The essential problem we must confront is how to rectify a world economic system that has gone hopelessly wrong
Speaking at the London Business School recently, former Reserve Bank governor Raghuram Rajan warned that the global economy was “slowly slipping” into the Great Depression-like problems of the 1930s and that central banks must sit together and define the new “rules of the game” to find better solutions.
Dr Rajan, who was earlier IMF’s chief economist, was one of the few to have predicted the 2007-08 financial crisis.
The essential problem we must confront is how to rectify a world economic system that has gone hopelessly wrong and resembles nothing like what was envisaged in early 1940s. To understand the situation we are in, imagine living on an island as a part of a small group, in which people are assigned specific vocations and tasks.
In this system one person makes clothes, another shoes, someone pots and pans, someone grows food and someone else prints money to facilitate the exchange of goods and services. The shoemaker exchanges his goods with another for money which he uses to pay for food or whatever.
Since everybody in this system can produce as much as possible, the person who prints the money will be best off among all as he can buy whatever he wants and pay for it with his own money. Take this one step further. Producers who hold more paper than they need then start leaving it with the person who prints them to hold.
In 2019, world GDP was about $88 trillion, and the per capita GDP was $11,400. In the past 10 years, world GDP growth declined from 3.13 per cent to 2.47 per cent. In 1960, WGDP was $11.35 trillion (constant 2010). It was just $1.1 trillion in 1900 and took 50 years to grow fourfold to $4.01 trillion. The big leaps began after 1971 when US President Richard Nixon unilaterally delinked the US dollar from the international gold standard. In 2000, it scaled $51 trillion.
The total world merchandise trade in 2019 was $19.5 trillion, with China (without Hong Kong) the biggest player, accounting for $5.31 trillion, with a trade surplus of $422 billion. The top five global traders account for 50.6 per cent of world trade. The EU’s share is $4.49 trillion and the United States’ is $3.91 trillion, also accounting for about a quarter of world trade.

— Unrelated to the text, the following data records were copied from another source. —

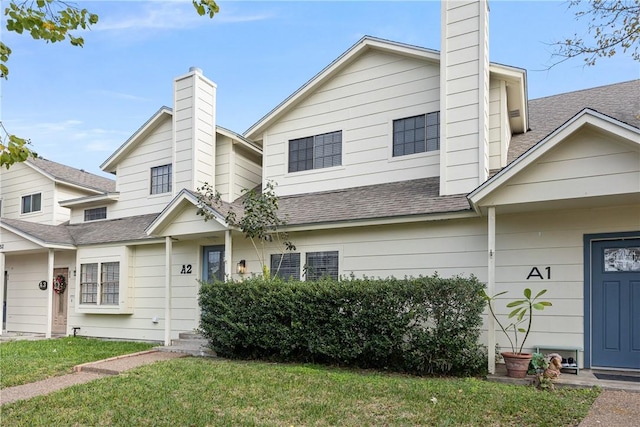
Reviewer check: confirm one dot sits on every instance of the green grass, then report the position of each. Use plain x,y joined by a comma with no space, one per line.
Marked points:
23,362
209,392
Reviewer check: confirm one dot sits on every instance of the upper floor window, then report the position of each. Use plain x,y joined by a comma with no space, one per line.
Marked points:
315,152
286,266
321,264
31,203
103,289
416,134
161,179
96,213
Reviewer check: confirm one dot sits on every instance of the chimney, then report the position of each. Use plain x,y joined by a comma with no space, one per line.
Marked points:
464,96
194,130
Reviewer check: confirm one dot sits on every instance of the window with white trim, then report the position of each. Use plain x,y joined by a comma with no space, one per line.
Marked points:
416,134
161,179
315,152
31,203
286,265
321,264
95,214
102,288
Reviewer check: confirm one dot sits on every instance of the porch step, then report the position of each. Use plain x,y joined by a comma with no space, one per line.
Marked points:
191,343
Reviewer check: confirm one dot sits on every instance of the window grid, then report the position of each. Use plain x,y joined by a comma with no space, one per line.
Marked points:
31,203
321,264
161,179
89,284
416,134
289,267
109,283
95,214
315,152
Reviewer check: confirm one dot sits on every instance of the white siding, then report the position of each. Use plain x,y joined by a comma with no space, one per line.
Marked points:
134,175
21,180
586,165
464,89
362,101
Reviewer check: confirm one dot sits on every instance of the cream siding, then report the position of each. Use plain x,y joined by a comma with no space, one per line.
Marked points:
362,101
588,164
134,174
21,180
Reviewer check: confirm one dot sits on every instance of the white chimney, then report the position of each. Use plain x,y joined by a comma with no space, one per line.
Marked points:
464,96
194,126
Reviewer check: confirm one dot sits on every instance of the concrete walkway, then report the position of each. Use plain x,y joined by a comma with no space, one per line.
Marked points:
83,374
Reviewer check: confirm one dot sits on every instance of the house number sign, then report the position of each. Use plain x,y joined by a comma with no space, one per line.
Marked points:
537,274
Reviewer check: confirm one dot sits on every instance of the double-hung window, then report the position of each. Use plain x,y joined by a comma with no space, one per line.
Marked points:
161,179
315,152
286,266
322,264
100,283
416,134
31,203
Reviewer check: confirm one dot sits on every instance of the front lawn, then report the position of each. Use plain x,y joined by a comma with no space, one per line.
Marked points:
213,392
23,362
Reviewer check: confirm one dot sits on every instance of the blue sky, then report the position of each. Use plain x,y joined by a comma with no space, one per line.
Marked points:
77,105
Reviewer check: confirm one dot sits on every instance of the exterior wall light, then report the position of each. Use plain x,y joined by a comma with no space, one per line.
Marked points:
242,267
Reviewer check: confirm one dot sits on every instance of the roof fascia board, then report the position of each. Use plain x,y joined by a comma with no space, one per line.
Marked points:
34,239
584,117
110,163
167,213
106,197
365,43
382,221
240,139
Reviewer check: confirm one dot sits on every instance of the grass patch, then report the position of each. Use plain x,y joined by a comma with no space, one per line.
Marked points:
24,362
205,392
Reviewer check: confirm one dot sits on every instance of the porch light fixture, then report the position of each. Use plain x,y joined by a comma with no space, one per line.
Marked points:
242,267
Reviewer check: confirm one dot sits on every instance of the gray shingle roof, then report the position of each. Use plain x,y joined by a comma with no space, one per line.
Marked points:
109,231
620,101
74,176
394,199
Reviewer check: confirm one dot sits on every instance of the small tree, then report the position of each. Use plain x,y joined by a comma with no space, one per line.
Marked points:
614,26
51,21
259,221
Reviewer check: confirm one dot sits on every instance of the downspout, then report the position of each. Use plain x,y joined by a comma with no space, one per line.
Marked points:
49,294
491,286
168,249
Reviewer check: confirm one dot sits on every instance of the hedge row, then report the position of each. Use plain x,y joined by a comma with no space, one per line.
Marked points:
425,325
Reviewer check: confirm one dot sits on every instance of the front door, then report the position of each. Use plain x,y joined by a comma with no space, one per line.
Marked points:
615,304
60,292
213,263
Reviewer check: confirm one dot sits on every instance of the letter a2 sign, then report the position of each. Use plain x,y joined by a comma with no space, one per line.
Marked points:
536,274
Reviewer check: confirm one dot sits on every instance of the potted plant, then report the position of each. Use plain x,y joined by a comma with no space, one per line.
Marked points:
516,361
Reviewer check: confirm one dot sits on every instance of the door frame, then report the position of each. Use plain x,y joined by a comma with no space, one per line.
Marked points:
589,239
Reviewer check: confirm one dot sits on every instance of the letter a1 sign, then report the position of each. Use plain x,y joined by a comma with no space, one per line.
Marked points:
536,274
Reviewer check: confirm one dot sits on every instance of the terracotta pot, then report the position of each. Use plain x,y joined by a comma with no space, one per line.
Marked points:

The most preferred global currency is the US dollar. Total world reserves in 2019-Q2 was $11.8 trillion, of which 61.8 per cent was held in US dollars, 20.5 per cent in euros, 5.7 per cent in yen and 1.8 per cent in Renminbi.
Almost all these reserves are held by individual countries in the form of bonds, mostly earning very small or even zero interest rates. This is like money deposited in a bank, but it’s really money lent to the issuing country.

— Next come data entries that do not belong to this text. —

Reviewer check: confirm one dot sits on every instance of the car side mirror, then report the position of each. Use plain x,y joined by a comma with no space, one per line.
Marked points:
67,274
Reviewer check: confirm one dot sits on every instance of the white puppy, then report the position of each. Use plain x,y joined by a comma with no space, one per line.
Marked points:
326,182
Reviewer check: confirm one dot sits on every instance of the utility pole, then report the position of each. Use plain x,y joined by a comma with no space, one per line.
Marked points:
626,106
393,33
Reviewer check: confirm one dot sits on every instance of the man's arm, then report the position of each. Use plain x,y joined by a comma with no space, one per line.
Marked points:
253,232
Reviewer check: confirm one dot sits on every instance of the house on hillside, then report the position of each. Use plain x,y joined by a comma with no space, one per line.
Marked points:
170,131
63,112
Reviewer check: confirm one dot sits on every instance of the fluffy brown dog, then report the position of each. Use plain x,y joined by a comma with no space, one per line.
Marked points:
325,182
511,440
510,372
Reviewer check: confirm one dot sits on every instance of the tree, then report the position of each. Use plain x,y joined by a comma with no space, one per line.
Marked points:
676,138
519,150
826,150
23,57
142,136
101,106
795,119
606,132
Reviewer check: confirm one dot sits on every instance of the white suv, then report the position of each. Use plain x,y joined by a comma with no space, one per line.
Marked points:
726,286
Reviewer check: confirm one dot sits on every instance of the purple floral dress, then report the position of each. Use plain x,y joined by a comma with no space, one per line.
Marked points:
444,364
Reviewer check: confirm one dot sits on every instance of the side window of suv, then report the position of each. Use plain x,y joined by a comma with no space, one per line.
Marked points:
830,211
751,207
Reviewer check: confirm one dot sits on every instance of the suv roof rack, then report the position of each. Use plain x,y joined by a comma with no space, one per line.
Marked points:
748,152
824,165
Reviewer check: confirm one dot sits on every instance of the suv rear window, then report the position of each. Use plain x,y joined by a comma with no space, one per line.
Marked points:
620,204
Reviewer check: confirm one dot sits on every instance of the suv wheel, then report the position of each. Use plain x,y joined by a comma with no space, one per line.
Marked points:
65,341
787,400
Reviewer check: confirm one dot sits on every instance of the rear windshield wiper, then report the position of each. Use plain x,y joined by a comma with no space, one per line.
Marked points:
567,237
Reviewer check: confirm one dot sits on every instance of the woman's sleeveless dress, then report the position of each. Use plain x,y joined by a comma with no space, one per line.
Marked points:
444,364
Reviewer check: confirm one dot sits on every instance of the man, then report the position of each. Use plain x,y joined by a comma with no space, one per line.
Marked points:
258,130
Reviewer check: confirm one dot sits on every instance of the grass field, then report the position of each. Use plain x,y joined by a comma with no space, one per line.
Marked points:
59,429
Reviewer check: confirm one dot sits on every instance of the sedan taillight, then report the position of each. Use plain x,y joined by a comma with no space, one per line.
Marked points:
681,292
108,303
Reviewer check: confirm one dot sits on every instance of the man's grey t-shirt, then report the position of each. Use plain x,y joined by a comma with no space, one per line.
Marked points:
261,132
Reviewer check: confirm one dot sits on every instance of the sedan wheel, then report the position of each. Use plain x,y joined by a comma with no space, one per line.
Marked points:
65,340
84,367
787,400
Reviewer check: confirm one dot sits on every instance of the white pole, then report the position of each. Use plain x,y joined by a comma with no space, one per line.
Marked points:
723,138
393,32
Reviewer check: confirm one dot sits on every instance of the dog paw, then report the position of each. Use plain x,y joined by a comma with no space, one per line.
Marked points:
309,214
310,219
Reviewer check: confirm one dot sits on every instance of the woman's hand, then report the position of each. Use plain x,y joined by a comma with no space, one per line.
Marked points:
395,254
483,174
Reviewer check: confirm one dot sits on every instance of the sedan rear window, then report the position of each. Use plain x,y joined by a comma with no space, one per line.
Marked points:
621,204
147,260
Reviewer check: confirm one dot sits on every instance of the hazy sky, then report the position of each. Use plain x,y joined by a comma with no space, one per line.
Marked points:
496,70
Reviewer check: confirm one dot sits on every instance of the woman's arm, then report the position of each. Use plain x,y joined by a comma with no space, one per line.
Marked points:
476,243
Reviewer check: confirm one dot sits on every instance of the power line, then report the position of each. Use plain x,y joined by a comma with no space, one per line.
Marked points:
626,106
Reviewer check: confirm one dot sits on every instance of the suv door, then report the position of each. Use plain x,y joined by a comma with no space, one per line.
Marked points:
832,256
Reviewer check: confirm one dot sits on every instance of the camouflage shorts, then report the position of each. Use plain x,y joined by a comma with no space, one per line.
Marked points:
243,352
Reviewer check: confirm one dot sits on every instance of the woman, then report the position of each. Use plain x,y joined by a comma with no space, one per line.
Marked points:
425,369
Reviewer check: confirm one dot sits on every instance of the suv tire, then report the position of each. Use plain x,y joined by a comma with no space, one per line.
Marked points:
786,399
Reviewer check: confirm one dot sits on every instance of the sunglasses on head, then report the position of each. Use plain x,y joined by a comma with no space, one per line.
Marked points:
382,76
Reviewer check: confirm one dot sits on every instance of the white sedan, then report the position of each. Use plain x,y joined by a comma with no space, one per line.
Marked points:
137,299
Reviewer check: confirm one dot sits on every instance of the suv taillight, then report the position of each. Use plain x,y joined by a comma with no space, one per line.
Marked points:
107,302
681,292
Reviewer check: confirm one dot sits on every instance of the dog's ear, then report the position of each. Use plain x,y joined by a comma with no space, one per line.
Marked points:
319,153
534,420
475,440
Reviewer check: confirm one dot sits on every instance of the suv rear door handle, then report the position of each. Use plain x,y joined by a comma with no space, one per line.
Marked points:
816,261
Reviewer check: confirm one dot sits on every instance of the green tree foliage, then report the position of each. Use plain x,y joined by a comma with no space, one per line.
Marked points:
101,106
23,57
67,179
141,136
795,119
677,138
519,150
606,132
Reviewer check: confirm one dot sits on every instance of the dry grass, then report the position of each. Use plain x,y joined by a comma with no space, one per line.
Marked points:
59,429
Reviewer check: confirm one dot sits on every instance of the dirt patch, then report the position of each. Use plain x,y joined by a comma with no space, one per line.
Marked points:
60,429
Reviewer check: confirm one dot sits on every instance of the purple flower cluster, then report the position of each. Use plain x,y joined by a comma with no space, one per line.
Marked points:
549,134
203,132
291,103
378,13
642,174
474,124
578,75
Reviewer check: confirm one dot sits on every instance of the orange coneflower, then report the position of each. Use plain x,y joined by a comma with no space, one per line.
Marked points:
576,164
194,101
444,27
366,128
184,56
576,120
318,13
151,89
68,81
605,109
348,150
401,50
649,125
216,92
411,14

As the reserves are mostly in US dollars and euros, the issuing countries have little reason to hold much of them as reserves. The total US reserves are about $132 billion. Contrast this to India’s $535 billion (including $35 billion in gold) and China’s $3,300 billion.
In 1995, advanced economies held around 67 per cent of total foreign exchange reserves, with 82 per cent of these being allocated reserves. By 2011, the picture had been flipped on its head: emerging and developing countries held 67 per cent of total reserves.

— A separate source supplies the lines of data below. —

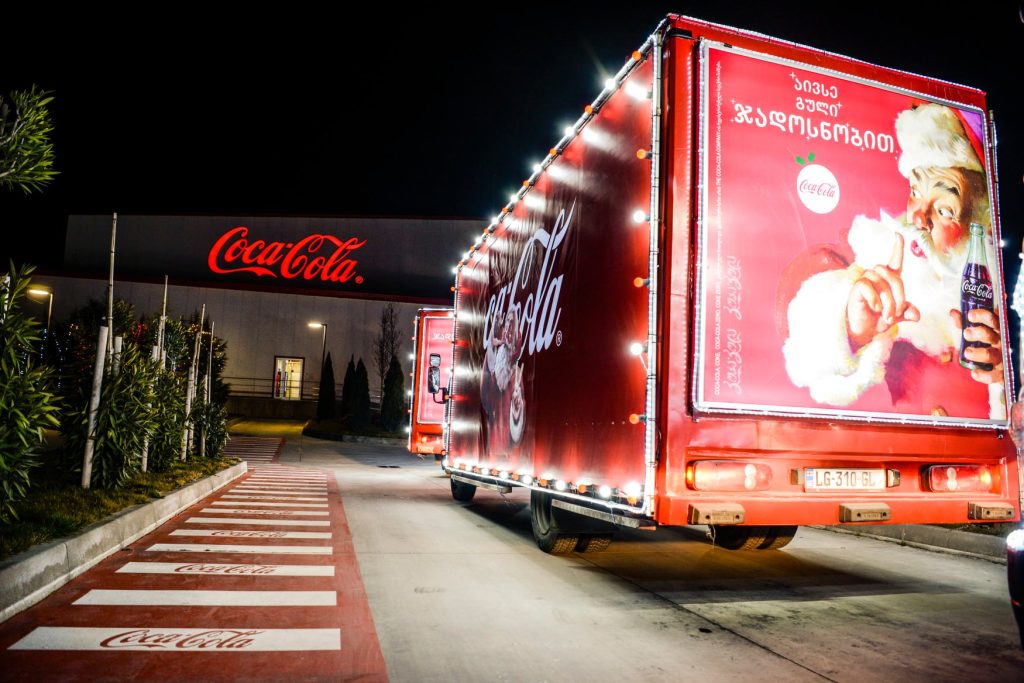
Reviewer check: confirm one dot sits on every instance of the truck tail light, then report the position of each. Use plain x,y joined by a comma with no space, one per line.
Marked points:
727,475
958,477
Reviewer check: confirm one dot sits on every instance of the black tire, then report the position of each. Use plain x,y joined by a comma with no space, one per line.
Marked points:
738,538
593,544
778,537
545,524
462,492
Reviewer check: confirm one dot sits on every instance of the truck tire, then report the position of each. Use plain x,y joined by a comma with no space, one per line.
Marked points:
593,543
739,538
778,537
462,492
545,524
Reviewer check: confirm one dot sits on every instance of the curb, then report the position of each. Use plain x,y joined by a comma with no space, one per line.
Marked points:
991,548
30,577
353,438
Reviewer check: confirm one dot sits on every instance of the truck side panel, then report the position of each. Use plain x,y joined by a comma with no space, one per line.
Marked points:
548,307
784,451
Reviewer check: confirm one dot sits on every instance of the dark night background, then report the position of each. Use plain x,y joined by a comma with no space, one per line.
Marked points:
429,112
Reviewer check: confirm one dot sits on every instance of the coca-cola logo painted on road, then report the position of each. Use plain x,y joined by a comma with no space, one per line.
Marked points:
222,639
235,252
225,568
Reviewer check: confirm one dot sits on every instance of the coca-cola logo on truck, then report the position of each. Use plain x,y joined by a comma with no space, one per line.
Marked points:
522,318
322,257
978,290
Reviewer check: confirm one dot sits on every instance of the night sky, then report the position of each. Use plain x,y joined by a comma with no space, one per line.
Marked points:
429,112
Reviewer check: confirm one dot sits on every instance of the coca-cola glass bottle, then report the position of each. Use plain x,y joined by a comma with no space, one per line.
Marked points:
976,292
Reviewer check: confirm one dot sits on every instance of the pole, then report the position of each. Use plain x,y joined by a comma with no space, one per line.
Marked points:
97,383
110,288
190,387
46,338
324,351
159,349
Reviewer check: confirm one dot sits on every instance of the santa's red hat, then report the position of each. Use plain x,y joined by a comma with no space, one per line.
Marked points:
934,136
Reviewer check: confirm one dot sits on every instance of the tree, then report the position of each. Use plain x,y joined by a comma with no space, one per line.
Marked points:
27,404
359,417
26,151
393,401
386,344
325,402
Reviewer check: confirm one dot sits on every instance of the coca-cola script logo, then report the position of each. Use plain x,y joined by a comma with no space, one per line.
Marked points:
225,568
537,310
226,639
817,188
977,290
233,252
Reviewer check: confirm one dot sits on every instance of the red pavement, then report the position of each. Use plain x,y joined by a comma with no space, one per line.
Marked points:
259,603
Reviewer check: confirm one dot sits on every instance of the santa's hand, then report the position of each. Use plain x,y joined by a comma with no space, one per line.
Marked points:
877,300
983,327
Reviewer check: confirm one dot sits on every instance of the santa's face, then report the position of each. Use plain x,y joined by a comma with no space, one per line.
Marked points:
938,206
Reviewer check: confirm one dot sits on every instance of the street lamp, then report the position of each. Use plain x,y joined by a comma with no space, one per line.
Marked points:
323,344
38,291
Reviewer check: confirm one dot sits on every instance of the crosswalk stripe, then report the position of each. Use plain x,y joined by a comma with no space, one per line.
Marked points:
239,534
256,521
252,511
290,506
210,598
229,497
209,569
225,548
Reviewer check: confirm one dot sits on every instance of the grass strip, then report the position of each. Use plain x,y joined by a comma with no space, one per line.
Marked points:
55,507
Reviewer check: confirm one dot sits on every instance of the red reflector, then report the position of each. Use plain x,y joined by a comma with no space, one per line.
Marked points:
951,478
728,475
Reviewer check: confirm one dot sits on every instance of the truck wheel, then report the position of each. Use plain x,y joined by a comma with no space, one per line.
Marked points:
545,525
462,492
778,537
593,544
738,538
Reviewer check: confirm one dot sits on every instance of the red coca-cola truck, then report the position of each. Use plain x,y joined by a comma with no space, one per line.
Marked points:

The purpose of sharing these three world economy snapshots is to offer a general backdrop on how we have come to this pass. A situation where the rest of the world invests in the US, so that it can splurge on itself. When it’s short, it can just print more dollars, which the rest of us lap up quite happily.
Every time the US goes into convulsions due to its innate profligacy and economic mismanagement, the world economies go into a tailspin as the US is the world’s biggest importer and it’s where the world keeps its money. Now let’s turn to how the system actually works.
Countries like China and India produce goods and services at low cost for consumption in the US, which in turn pays them in dollars, that they deposit in American banks. Since money can’t sit still, this money in then lent to Americans, who today have the highest per capita indebtedness in the world, to splurge on houses, cars, flatscreen TVs and computers, that mostly they can often ill-afford.
In effect, the rest of the world is plying the US with cheap credit, encouraging it to splurge even more. But there is no global regulator to caution the US on its profligacy or force it to mend its ways.
At the July 1944 Breton Woods Conference, in the last phase of World War II, Lord Keynes had in mind an elaborate scheme that called for the establishment of an international reserve currency called “bancor”, administered by a global central bank.
But this had to be shelved in the face of American obduracy. This central bank would be vested with the possibility of creating money and with the authority to take action to ensure balanced trade. As outlined by Keynes, countries with payment surpluses should increase imports from the deficit countries, thereby ensuring foreign trade equilibrium.
But the United States, as a likely net exporter and creditor nation, and eager to take on the role of the world's economic powerhouse, thwarted the Keynes plan. The American delegates seemed more concerned about inflationary pressures in the post-war economy.
Its delegate, Harry Dexter White, argued that an imbalance was a problem only of the deficit country. White’s determined obduracy is now under a cloud after he was unmasked as a Soviet spy. Did he scuttle “bancor” at Moscow’s insistence to ensure the crisis we now are living through?
The international system was unilaterally abrogated in 1971 when US President Nixon delinked the dollar from the gold standard. In the absence of a standard and a useful regulatory function for the IMF, the great private banks were given a licence to run amok. We now reap the bitter harvest.
With the US dollar as the world’s preferred currency, the US and its profligate citizens have an apparently endless access to easy credit to satiate their sundry appetites. Ironically, the ever-rising annual US trade deficit is the de facto engine of growth for many economies, like China, the Asean countries and even India.